PCG logo
Article

Testing a Kafka consumer with Avro schema messages

The short answer is, as usual: it depends. Let’s assume this situation:

You have a Spring Boot microservice to manage user data. That microservice listens to incoming events (such as user creations, updates or deletes) from Kafka, transforms them into your own business objects, writes them into a PostgreSQL database and provides them via REST interface to your frontend. The overall infrastructure provides AvroExternal Link messages and the Confluent schema registryExternal Link.

The sample project uses Apache Maven with the avro-maven-plugin to download the schema files and generate the sources, but of course there are plugins for Gradle too.

Now you want to test that your Kafka consumer reads the events, transforms them into your database entities, and saves them.

When you check on the internet for testing in the context of Spring Boot Kafka consumer and Avro schema, you find quite a few variants: using the MockSchemaRegistryClientExternal Link, or writing your own custom Avro de-/serializersExternal Link, or setting up a Testcontainers ecosystemExternal Link with a Kafka, a Zookeeper and a Confluent Schema Registry, or using the EmbeddedKafka provided by SpringExternal Link in the spring-kafka-test dependency.

All these solutions have their valid pros and cons.

In this blog post, I will present a solution that uses a minimum set of Testcontainers to provide the best compromise between control, speed and efficiency.
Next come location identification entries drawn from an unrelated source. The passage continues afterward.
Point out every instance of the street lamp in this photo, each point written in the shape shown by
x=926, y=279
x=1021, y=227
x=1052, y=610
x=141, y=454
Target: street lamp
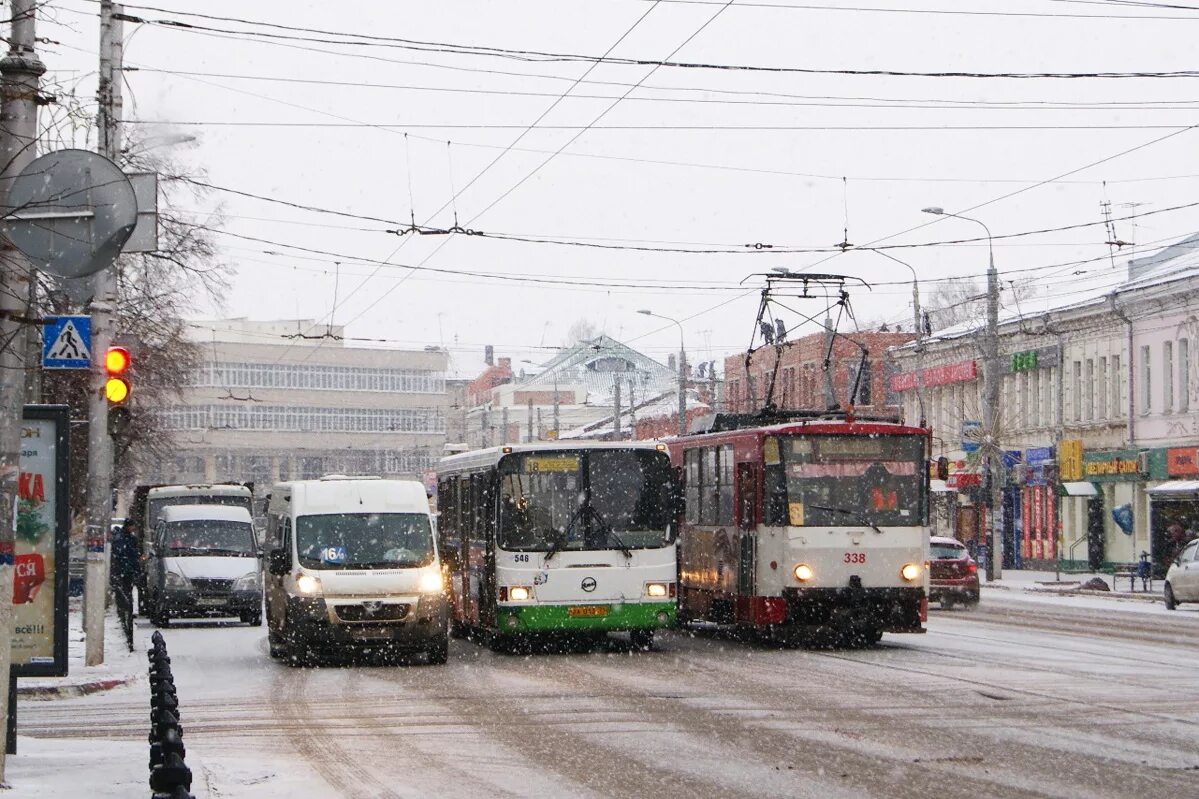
x=682, y=371
x=990, y=379
x=555, y=392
The other solutions I listed above have their relative pros and cons, which I will cover later in this post.

Let me walk you through the smaller setup, simulating the situation above. We have a Spring Boot application, a PostgreSQL database and our Kafka consumer. The application needs to listen to Kafka messages for users that were added or modified, and has to update the database items accordingly. You can find the full code repositoryExternal Link here. I added the UserEvent class for compilation purpse only, normally that would end up in your generated classes via the Avro plugin.

Let’s address the first problem: how to interact with the Schema Registry from our testing environment? We need a mock. Hidden in Confluent’s schema registry package, in the AbstractKafkaAvroSerDeConfigExternal Link class, you can find this comment for the schema registry url:

Comma-separated list of URLs for schema registry instances that can be used to register or look up schemas. If you wish to get a connection to a mocked schema registry for testing, you can specify a scope using the ‘mock://’ pseudo-protocol. For example, ‘mock://my-scope-name’ corresponds to ‘MockSchemaRegistry.getClientForScope(“my-scope-name”)’.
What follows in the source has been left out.